Passing a stan formula to brm() using cmdstanr as backend

I have a brms implementation of a weighted bayes model (integrating information from different sources) relying on a stan function, which runs without any issue using the default backend.
However, when I try to change backend to cmdstanr, I get an error: "Error in formula.default(object, env = baseenv()) : invalid formula.

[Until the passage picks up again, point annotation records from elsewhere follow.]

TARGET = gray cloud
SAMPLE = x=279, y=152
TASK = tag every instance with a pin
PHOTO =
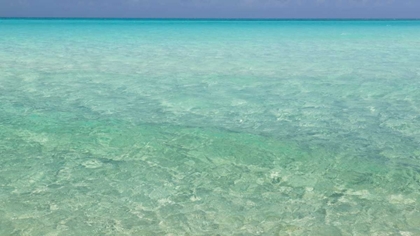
x=213, y=8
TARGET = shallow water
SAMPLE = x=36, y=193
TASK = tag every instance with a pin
x=159, y=127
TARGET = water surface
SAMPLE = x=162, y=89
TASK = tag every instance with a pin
x=160, y=127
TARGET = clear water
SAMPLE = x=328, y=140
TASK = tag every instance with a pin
x=209, y=127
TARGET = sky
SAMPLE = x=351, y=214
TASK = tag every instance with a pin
x=212, y=8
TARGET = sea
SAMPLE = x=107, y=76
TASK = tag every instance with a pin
x=209, y=127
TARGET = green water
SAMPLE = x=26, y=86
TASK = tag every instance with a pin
x=209, y=127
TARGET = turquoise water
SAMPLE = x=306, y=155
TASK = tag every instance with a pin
x=159, y=127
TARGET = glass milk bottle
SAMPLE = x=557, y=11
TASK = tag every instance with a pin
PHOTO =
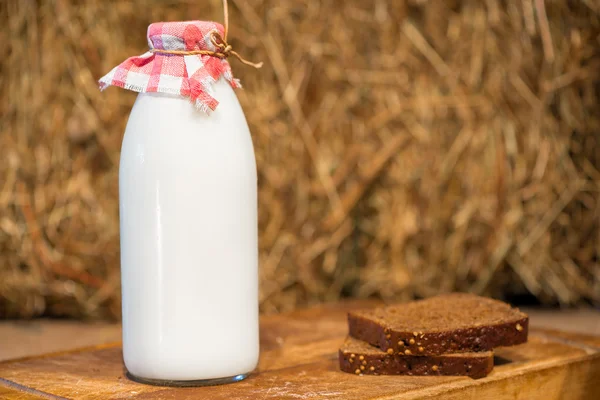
x=188, y=213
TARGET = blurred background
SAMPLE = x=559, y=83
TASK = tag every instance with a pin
x=404, y=148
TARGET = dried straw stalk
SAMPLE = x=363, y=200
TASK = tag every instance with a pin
x=404, y=148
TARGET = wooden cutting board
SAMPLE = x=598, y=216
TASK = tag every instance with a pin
x=299, y=361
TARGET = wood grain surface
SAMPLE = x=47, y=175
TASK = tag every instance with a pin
x=299, y=361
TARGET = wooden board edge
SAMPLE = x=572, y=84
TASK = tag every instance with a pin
x=19, y=392
x=491, y=387
x=61, y=353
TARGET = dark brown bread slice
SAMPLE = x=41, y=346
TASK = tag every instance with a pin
x=451, y=323
x=358, y=357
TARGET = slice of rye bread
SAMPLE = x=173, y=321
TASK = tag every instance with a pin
x=358, y=357
x=450, y=323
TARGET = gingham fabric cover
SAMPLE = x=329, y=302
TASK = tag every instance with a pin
x=189, y=76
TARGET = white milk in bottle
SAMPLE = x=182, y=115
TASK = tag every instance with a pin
x=188, y=213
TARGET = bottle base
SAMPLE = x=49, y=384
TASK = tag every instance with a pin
x=198, y=382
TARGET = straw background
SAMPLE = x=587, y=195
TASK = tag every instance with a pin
x=404, y=148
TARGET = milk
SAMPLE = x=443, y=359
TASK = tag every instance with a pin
x=188, y=215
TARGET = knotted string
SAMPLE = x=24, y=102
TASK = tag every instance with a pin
x=224, y=49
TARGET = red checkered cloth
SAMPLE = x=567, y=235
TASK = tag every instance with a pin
x=187, y=75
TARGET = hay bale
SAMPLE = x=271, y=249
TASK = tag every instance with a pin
x=404, y=148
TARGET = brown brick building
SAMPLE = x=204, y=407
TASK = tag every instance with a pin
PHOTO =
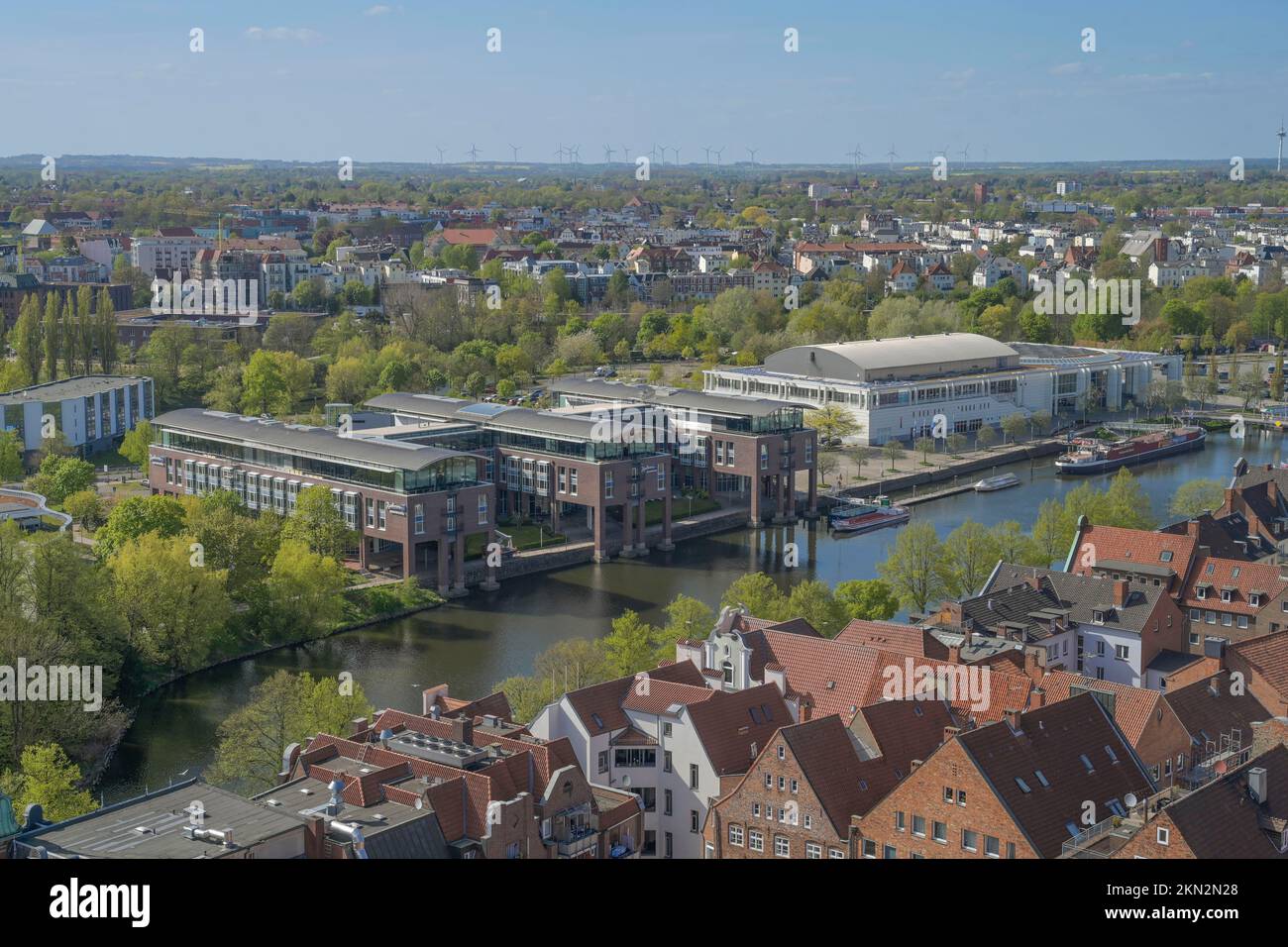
x=1018, y=789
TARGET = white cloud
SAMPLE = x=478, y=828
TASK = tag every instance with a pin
x=282, y=33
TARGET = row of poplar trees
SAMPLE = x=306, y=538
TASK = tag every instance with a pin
x=69, y=335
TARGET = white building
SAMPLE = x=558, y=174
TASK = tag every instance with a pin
x=671, y=740
x=897, y=386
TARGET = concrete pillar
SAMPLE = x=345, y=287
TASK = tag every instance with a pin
x=595, y=519
x=443, y=587
x=627, y=543
x=490, y=582
x=640, y=541
x=459, y=553
x=666, y=545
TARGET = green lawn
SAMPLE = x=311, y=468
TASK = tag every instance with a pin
x=681, y=506
x=527, y=536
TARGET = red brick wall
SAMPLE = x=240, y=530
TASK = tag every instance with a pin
x=922, y=793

Data: https://www.dropbox.com/s/nekgayjpugs8z51/d.csv?dl=0

library(brms)

F_stancode = "
real F(real a_raw, real L_raw, real w_raw) {
    real a;
    real L;
    real w;
    a = exp(a_raw);
    L = exp(L_raw * a);
    w = 0.5 + inv_logit(w_raw)/2;
    return log((w * L + 1 - w)./((1 - w) * L + w));
}
"

m_f <- bf(RedChoice ~ bias + 
                    F(0, lSelf, wSelf) + 
                    F(0, lOthers1, wOthers + bConfidence * Confidence1) + 
                    F(0, lOthers2, wOthers + bConfidence * Confidence2) + 
                    F(0, lOthers3, wOthers + bConfidence * Confidence3) + 
                    F(0, lOthers4, wOthers + bConfidence * Confidence4),
                wSelf + wOthers + bConfidence + bias ~ 1,
                nl = TRUE)

m_prior <- c(prior(normal(2,1), nlpar = "bConfidence"),
                   prior(normal(0,1), nlpar = "wSelf", coef = "Intercept"),
                   prior(normal(0,1), nlpar = "wOthers", coef = "Intercept"),
                   prior(normal(0,.1), nlpar = "bias"))

m <- brm(m_f,
                               d,
                               stan_funs = F_stancode,
                               prior = m_prior,
                               sample_prior = TRUE,
                               family = "bernoulli",
                               chains = 2, 
                               cores = 2,
                               #backend = "cmdstanr", # uncomment to see the error
                               #threads = threading(2),
                               control = list(adapt_delta = 0.99,
                                              max_treedepth=20))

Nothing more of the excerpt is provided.